THE number of rule-breaking cyclists being hit with fines in the Lothian region has spiralled in the past three years, it has been revealed.
Police Scotland figures made public under Freedom of Information legislation show that 193 riders were handed the £30 fixed-penalty notices for traffic offences in 2012-13, swelling coffers by almost £6000.
The total caught and fined in the Lothian and Borders region compares with just 99 in 2010-11 and 119 the following year, meaning it has almost doubled in a 36-month period.
Motoring groups said the rise could be attributed to police taking a harder line with riders following a string of casualties, while cycling groups said the fact that more bikes are on the roads could explain the increase.
It also emerged that across Scotland, the number of riders stopped by police for complaints such as dangerous riding or being drunk in charge of a bicycle rose 24 per cent in the three years to April.
The revelations follow a two-week crackdown on cyclists in the Capital’s busy West End in November, which saw 129 spoken to by officers. The road safety initiative, which also targeted motorists, was hailed as a success after more than 300 people in total were warned and a small number of penalty notices were dished out.
The most common offences were using a mobile phone while driving, cyclists failing to stop at a red light or cycling on pavements, and taxi drivers waiting by Haymarket Station outwith the designated ranks. One driver was handed an ASBO for careless driving.
Neil Greig, of the Institute of Advanced Motoring, warned that cyclists must show responsibility “if they want to be taken seriously as a mainstream form of transport”.
He added: “I’m pleased to see a rise in cycling prosecutions to match the rise in cycling. For me, it shows the police are aware of cycling casualties and are reacting to that.
“Motorists often feel that cyclists get away with bad behaviour, whether it’s cutting through red lights or putting themselves at risk in other ways.”

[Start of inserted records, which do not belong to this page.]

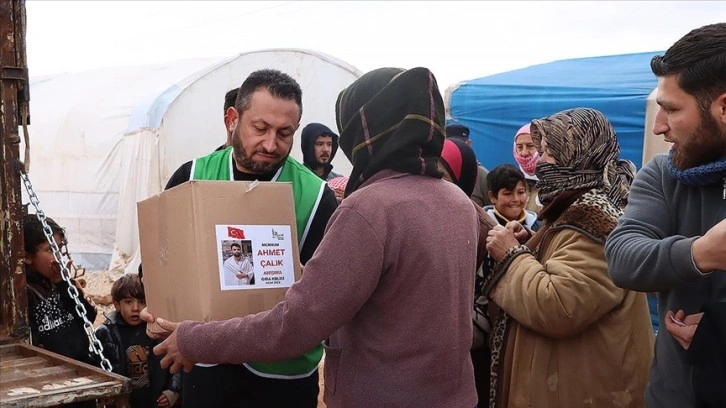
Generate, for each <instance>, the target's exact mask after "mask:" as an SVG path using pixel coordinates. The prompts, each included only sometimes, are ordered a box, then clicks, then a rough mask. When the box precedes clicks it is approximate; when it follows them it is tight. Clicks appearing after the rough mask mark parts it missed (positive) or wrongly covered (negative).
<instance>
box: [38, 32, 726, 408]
mask: <svg viewBox="0 0 726 408" xmlns="http://www.w3.org/2000/svg"><path fill="white" fill-rule="evenodd" d="M651 69H652V71H653V73H654V74H655V75H656V76H657V77H658V89H657V103H658V105H659V111H658V113H657V115H656V118H655V123H654V129H653V130H654V133H655V134H657V135H662V137H664V138H665V140H666V141H668V142H672V143H673V145H672V147H671V149H670V151H669V153H668V154H662V155H657V156H656V157H655V158H654V159H652V160H651V161H650V162H648V163H646V164H645V165H644V166H643V168H642V169H640V171H636V167H635V165H634V164H633V163H631V162H629V161H627V160H622V159H620V145H619V143H618V140H617V137H616V133H615V130H614V128H613V126H612V125H611V123H610V122H609V120H608V118H607V117H606V116H605V115H604V114H603V113H602V112H600V111H597V110H595V109H591V108H587V107H573V108H571V109H567V110H563V111H561V112H553V113H552V114H551V115H549V116H546V117H542V118H532V119H531V121H529V122H528V123H524V124H517V126H519V128H518V129H517V130H516V131H513V144H512V160H511V161H512V163H515V164H507V163H504V164H500V165H498V166H496V167H493V168H491V169H490V170H487V169H486V168H484V167H483V166H482V165H481V163H479V162H478V161H477V158H476V154H475V153H474V151H473V150H472V148H471V143H472V137H471V136H472V135H471V134H470V129H469V128H467V127H466V126H463V125H461V124H450V125H449V126H446V124H445V114H444V104H443V100H442V97H441V94H440V92H439V88H438V85H437V82H436V79H435V77H434V74H433V73H432V72H431V71H430V70H428V69H426V68H413V69H408V70H405V69H399V68H380V69H376V70H373V71H371V72H368V73H366V74H365V75H363V76H361V77H360V78H359V79H358V80H356V81H355V82H353V83H352V84H351V85H350V86H348V87H347V88H345V89H344V90H342V91H341V92H340V94H339V96H338V99H337V101H336V104H335V106H334V107H331V109H333V108H334V109H335V113H336V123H335V127H336V128H337V133H336V132H334V131H333V130H331V127H329V126H328V125H326V124H322V123H316V122H311V123H308V124H307V125H306V126H305V127H304V128H303V129H302V132H301V147H302V157H303V161H302V163H301V162H299V161H297V160H295V159H294V158H292V157H291V156H290V151H291V148H292V142H293V135H294V134H295V132H296V131H297V130H298V128H299V127H300V120H301V116H302V89H301V88H300V86H299V85H298V83H297V82H296V81H295V80H294V79H293V78H292V77H290V76H289V75H287V74H285V73H283V72H280V71H276V70H272V69H263V70H259V71H255V72H253V73H251V74H250V75H249V76H248V77H247V78H246V80H245V81H244V82H243V84H242V85H241V86H240V87H239V88H235V89H233V90H230V91H229V92H228V93H227V94H226V95H225V104H224V115H223V117H224V124H225V127H226V129H227V135H226V139H225V143H224V144H223V145H222V146H220V147H219V148H218V149H217V150H215V151H214V152H211V153H210V154H209V155H206V156H204V157H199V158H196V159H193V160H190V161H189V162H187V163H185V164H183V165H182V166H180V167H179V169H177V170H176V172H174V173H173V175H172V176H171V178H170V180H169V181H168V183H167V185H166V189H169V188H173V187H174V186H176V185H179V184H182V183H184V182H186V181H188V180H231V181H239V180H243V181H253V180H260V181H273V182H290V183H291V184H292V188H293V191H294V197H295V199H294V206H295V208H294V210H295V217H296V222H297V225H298V231H302V230H304V231H307V233H306V234H305V235H301V236H298V239H299V240H300V242H299V248H300V260H301V263H302V264H303V265H304V274H303V276H302V278H301V279H300V280H299V281H298V282H296V283H295V284H294V285H292V286H291V287H290V288H289V290H288V291H287V294H286V296H285V300H284V301H282V302H281V303H279V304H277V305H276V306H275V307H273V308H272V309H271V310H268V311H264V312H261V313H257V314H252V315H247V316H240V317H238V318H233V319H230V320H225V321H211V322H199V321H184V322H173V321H169V320H167V319H166V316H154V314H153V313H154V311H153V310H146V309H144V306H145V295H144V287H143V282H142V277H143V273H142V270H140V273H139V275H138V276H137V275H126V276H124V277H122V278H121V279H119V280H118V281H117V282H115V283H114V285H113V288H112V297H113V304H114V306H115V309H116V312H115V313H111V314H110V315H108V316H106V318H107V319H106V322H105V323H104V324H103V325H102V326H101V327H100V328H99V329H98V330H97V331H96V335H97V336H98V338H99V339H100V340H101V342H102V344H103V345H104V353H105V356H106V358H108V359H109V360H110V361H111V363H112V366H113V370H114V372H117V373H119V374H122V375H125V376H127V377H129V378H131V379H132V381H133V386H134V391H133V393H132V397H131V403H132V406H133V407H151V406H159V407H172V406H175V404H176V406H183V407H317V404H318V393H319V391H320V390H319V387H318V379H319V373H318V365H319V363H320V361H321V359H322V358H323V356H324V357H325V364H324V367H325V368H324V370H325V372H324V388H325V389H324V396H325V402H326V404H327V406H328V407H331V408H332V407H466V408H470V407H486V406H489V407H492V408H498V407H544V408H547V407H581V406H588V407H646V406H647V407H649V408H653V407H666V408H668V407H673V408H685V407H698V408H700V407H724V406H726V391H724V387H723V385H724V384H726V246H724V244H723V242H726V23H718V24H712V25H708V26H704V27H701V28H697V29H694V30H693V31H691V32H690V33H688V34H686V35H685V36H684V37H682V38H681V39H679V40H678V41H677V42H676V43H674V44H673V45H672V46H671V47H670V48H668V50H667V51H666V52H665V53H664V54H663V55H659V56H656V57H654V58H653V59H652V61H651ZM338 149H341V150H342V151H343V154H345V156H346V157H347V158H348V159H349V161H350V163H351V164H352V171H351V173H350V175H348V176H343V175H340V174H337V173H335V172H333V165H332V163H331V162H332V160H333V158H334V157H335V155H336V153H337V151H338ZM48 223H49V224H50V227H51V229H52V233H53V237H54V239H55V240H56V242H57V244H58V245H61V244H62V243H63V241H64V239H65V237H64V235H63V230H62V228H61V227H60V226H58V225H57V224H56V223H55V222H53V221H52V220H50V219H49V220H48ZM24 231H25V251H26V257H25V260H26V276H27V282H28V286H27V288H28V299H29V318H30V322H31V327H32V329H33V331H32V338H33V342H34V343H35V344H38V345H42V346H43V347H45V348H47V349H49V350H51V351H55V352H58V353H60V354H63V355H66V356H68V357H71V358H75V359H78V360H80V361H84V362H88V363H90V364H98V356H92V355H89V353H88V345H89V343H88V338H87V335H86V333H85V331H84V329H83V324H82V321H80V319H79V317H78V316H77V314H76V313H75V303H74V302H73V300H72V299H69V297H68V296H69V295H68V291H67V290H66V289H67V288H66V287H67V286H68V285H72V284H74V282H73V281H72V280H71V281H70V283H69V281H68V280H66V279H63V278H62V277H61V275H60V270H59V267H58V265H57V264H56V263H55V262H54V260H53V257H52V256H49V252H50V251H49V242H47V238H46V236H47V234H45V233H44V229H43V227H42V225H41V223H40V221H39V220H38V218H37V217H35V216H33V215H29V216H27V217H26V218H25V220H24ZM235 245H236V247H235ZM227 262H229V265H227ZM227 269H229V277H230V279H235V280H237V281H238V283H241V282H243V281H244V284H249V283H250V281H251V280H252V279H254V267H253V263H252V262H251V260H250V259H249V258H248V256H247V254H246V252H245V251H244V250H243V248H242V247H241V246H240V245H238V244H232V247H231V248H230V257H229V258H228V259H227V261H226V262H225V270H227ZM648 295H651V296H654V297H655V299H657V315H658V325H659V327H660V330H659V331H657V332H656V330H654V325H653V324H652V323H651V317H650V313H651V312H650V310H649V303H648V297H647V296H648ZM84 302H85V303H84V304H85V307H86V309H87V311H88V314H89V316H90V315H95V313H96V312H95V308H94V305H92V304H91V303H89V302H87V301H85V300H84ZM142 309H143V310H142ZM147 324H154V325H155V327H156V328H157V329H156V330H154V331H153V332H151V331H148V330H147ZM71 338H72V339H73V341H72V343H71V342H69V341H68V340H67V339H71Z"/></svg>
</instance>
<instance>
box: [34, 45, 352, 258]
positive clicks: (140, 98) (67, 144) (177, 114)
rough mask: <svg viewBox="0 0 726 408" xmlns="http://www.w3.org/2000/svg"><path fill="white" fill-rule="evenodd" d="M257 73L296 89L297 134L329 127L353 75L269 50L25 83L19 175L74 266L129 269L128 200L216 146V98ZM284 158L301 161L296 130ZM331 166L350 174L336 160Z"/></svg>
mask: <svg viewBox="0 0 726 408" xmlns="http://www.w3.org/2000/svg"><path fill="white" fill-rule="evenodd" d="M262 68H274V69H279V70H281V71H283V72H286V73H288V74H290V75H291V76H292V77H293V78H295V79H296V80H297V81H298V82H299V83H300V86H301V87H302V90H303V116H302V120H301V126H300V129H302V128H303V127H304V126H305V124H306V123H308V122H313V121H315V122H322V123H325V124H327V125H328V126H329V127H331V128H335V109H334V105H335V100H336V98H337V96H338V93H339V92H340V91H341V90H342V89H343V88H345V87H346V86H348V85H349V84H350V83H352V82H353V81H354V80H355V79H357V78H358V77H360V75H361V72H360V71H358V70H357V69H355V68H354V67H352V66H350V65H348V64H346V63H344V62H342V61H339V60H336V59H334V58H332V57H329V56H326V55H323V54H320V53H316V52H312V51H306V50H298V49H275V50H262V51H254V52H249V53H242V54H239V55H237V56H234V57H232V58H225V59H222V60H218V59H192V60H183V61H176V62H171V63H167V64H159V65H154V66H143V67H138V66H137V67H113V68H103V69H97V70H93V71H88V72H82V73H74V74H62V75H57V76H50V77H43V78H38V79H33V78H31V85H30V93H31V103H30V113H31V125H30V126H29V130H30V139H31V141H30V152H31V169H30V174H29V175H30V178H31V181H32V183H33V185H34V187H35V190H36V193H37V194H38V197H39V199H40V205H41V207H42V208H43V210H44V211H45V212H46V214H47V215H48V216H50V217H52V218H54V219H55V220H56V221H58V223H59V224H60V225H61V226H63V227H64V228H65V229H66V232H67V235H68V238H69V249H70V250H71V252H72V254H73V257H74V259H75V261H76V263H80V264H82V266H84V267H86V268H90V269H107V268H109V267H110V269H115V270H119V271H125V272H129V271H134V270H135V269H136V268H137V267H138V263H139V261H140V258H139V256H138V255H139V254H138V224H137V216H136V203H137V202H138V201H140V200H143V199H145V198H147V197H149V196H151V195H153V194H156V193H158V192H160V191H161V190H162V189H163V187H164V185H165V184H166V181H167V180H168V179H169V177H170V176H171V174H172V173H173V172H174V171H175V170H176V169H177V168H178V167H179V166H180V165H181V164H183V163H184V162H186V161H188V160H191V159H192V158H194V157H198V156H201V155H204V154H207V153H209V152H211V151H213V150H214V149H215V148H216V147H218V146H219V145H221V144H223V143H224V142H225V140H226V131H225V128H224V124H223V102H224V94H225V93H226V92H227V91H228V90H229V89H232V88H234V87H237V86H239V85H240V84H241V83H242V82H243V81H244V79H245V78H246V77H247V76H248V75H249V74H250V73H251V72H253V71H255V70H258V69H262ZM291 155H292V156H293V157H296V158H298V159H302V154H301V152H300V141H299V131H298V134H296V138H295V143H294V145H293V148H292V151H291ZM333 164H334V166H335V171H336V172H339V173H343V174H348V173H349V172H350V169H351V165H350V163H349V162H348V161H347V159H346V158H345V155H342V154H339V155H336V157H335V160H334V162H333Z"/></svg>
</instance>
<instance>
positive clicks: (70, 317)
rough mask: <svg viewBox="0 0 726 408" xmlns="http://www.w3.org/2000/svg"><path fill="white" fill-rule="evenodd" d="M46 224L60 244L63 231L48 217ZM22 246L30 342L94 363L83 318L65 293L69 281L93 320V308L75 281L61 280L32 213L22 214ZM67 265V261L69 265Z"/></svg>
mask: <svg viewBox="0 0 726 408" xmlns="http://www.w3.org/2000/svg"><path fill="white" fill-rule="evenodd" d="M46 223H47V224H48V226H49V227H50V229H51V231H52V233H53V239H54V240H55V243H56V245H58V248H61V247H62V246H63V245H64V241H65V231H64V230H63V229H62V228H61V227H60V226H59V225H58V224H57V223H56V222H55V221H53V220H52V219H51V218H46ZM23 234H24V246H25V257H24V262H25V278H26V281H27V284H26V286H25V289H26V292H27V295H28V320H29V322H30V333H31V339H32V343H33V345H36V346H39V347H42V348H44V349H46V350H49V351H52V352H54V353H57V354H61V355H63V356H66V357H70V358H72V359H75V360H78V361H82V362H84V363H88V364H94V365H98V362H99V361H100V357H96V358H94V357H93V356H92V354H91V353H90V352H89V350H90V349H89V344H90V343H89V338H88V334H86V331H85V329H84V328H83V319H82V318H81V317H80V316H78V314H77V312H76V302H75V300H74V299H73V298H72V297H71V295H70V294H69V293H68V288H69V286H70V284H72V285H74V286H76V288H77V289H78V300H80V302H81V303H82V304H83V306H84V307H85V308H86V317H87V318H88V321H89V322H91V323H93V321H94V320H95V319H96V307H95V305H93V304H92V303H91V302H89V300H87V299H86V298H85V297H84V296H83V291H82V290H81V288H80V287H78V285H76V282H75V280H73V279H71V280H70V284H69V282H68V281H65V280H63V278H62V276H61V268H60V266H59V265H58V263H57V262H56V261H55V259H54V258H53V250H52V249H51V246H50V243H49V242H48V239H47V238H46V236H45V234H44V233H43V224H42V223H41V222H40V220H39V219H38V217H37V216H36V215H35V214H28V215H26V216H25V217H23ZM68 266H70V262H69V265H68Z"/></svg>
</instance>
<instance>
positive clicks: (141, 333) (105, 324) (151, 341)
mask: <svg viewBox="0 0 726 408" xmlns="http://www.w3.org/2000/svg"><path fill="white" fill-rule="evenodd" d="M111 297H112V299H113V306H114V308H116V311H115V312H111V313H109V314H108V315H107V316H106V321H105V322H104V323H103V324H102V325H101V326H100V327H99V328H98V329H97V330H96V337H98V339H99V340H100V341H101V344H103V351H104V354H105V355H106V358H108V359H109V360H110V362H111V365H112V366H113V372H114V373H117V374H121V375H123V376H126V377H129V378H130V379H131V381H132V386H133V391H132V392H131V397H130V401H129V402H130V405H131V407H132V408H146V407H157V406H158V407H164V408H167V407H173V406H174V404H175V403H176V402H177V400H178V398H179V394H180V392H181V385H182V377H181V376H182V374H181V372H179V373H177V374H174V375H172V374H170V373H169V371H168V370H164V369H162V368H161V365H160V358H159V357H156V356H155V355H154V353H153V352H152V348H153V347H154V346H155V345H156V344H155V342H154V340H152V339H151V338H149V336H147V335H146V322H144V321H143V320H141V318H140V317H139V314H140V313H141V310H142V309H143V308H144V307H145V306H146V295H145V294H144V286H143V283H142V282H141V279H140V277H139V276H138V275H136V274H126V275H123V276H122V277H121V278H119V279H118V280H117V281H116V282H114V284H113V286H112V287H111Z"/></svg>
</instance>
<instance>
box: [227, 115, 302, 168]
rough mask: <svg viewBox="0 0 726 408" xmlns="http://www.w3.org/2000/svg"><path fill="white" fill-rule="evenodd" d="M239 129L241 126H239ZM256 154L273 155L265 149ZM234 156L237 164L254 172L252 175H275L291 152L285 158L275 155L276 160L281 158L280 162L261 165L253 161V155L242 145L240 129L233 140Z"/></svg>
mask: <svg viewBox="0 0 726 408" xmlns="http://www.w3.org/2000/svg"><path fill="white" fill-rule="evenodd" d="M238 127H239V126H238ZM254 153H265V154H271V153H270V152H268V151H266V150H264V149H257V150H255V151H254V152H252V154H254ZM232 154H233V157H234V161H235V163H237V164H238V165H240V166H242V167H243V168H245V169H247V170H249V171H251V172H252V174H270V173H274V172H275V171H276V170H277V169H278V168H279V167H280V166H281V165H282V162H283V160H285V158H286V157H287V155H289V154H290V152H287V155H285V156H284V157H281V156H280V155H279V154H275V157H276V158H278V157H279V158H280V160H279V161H276V162H272V163H260V162H256V161H254V160H253V159H252V155H250V154H249V153H248V152H247V150H246V149H245V148H244V146H243V144H242V138H241V136H240V135H239V128H238V129H235V131H234V137H233V138H232Z"/></svg>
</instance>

It also emerged that “reported cycling offences” across Scotland were up from 298 in 2010-11 to 369 in 2012-13. The number included reports of “carelessly or inconsiderately riding a bicycle,” which increased from 50 to 96.
John Lauder, national director of sustainable transport campaigners Sustrans Scotland, said: “It stands to reason that as more people cycle there would be more fines issued to cyclists, although it’s disappointing.
“But it is good to see police using the law fully to penalise bad cyclists. Hopefully by doing so we’ll see offences go down.”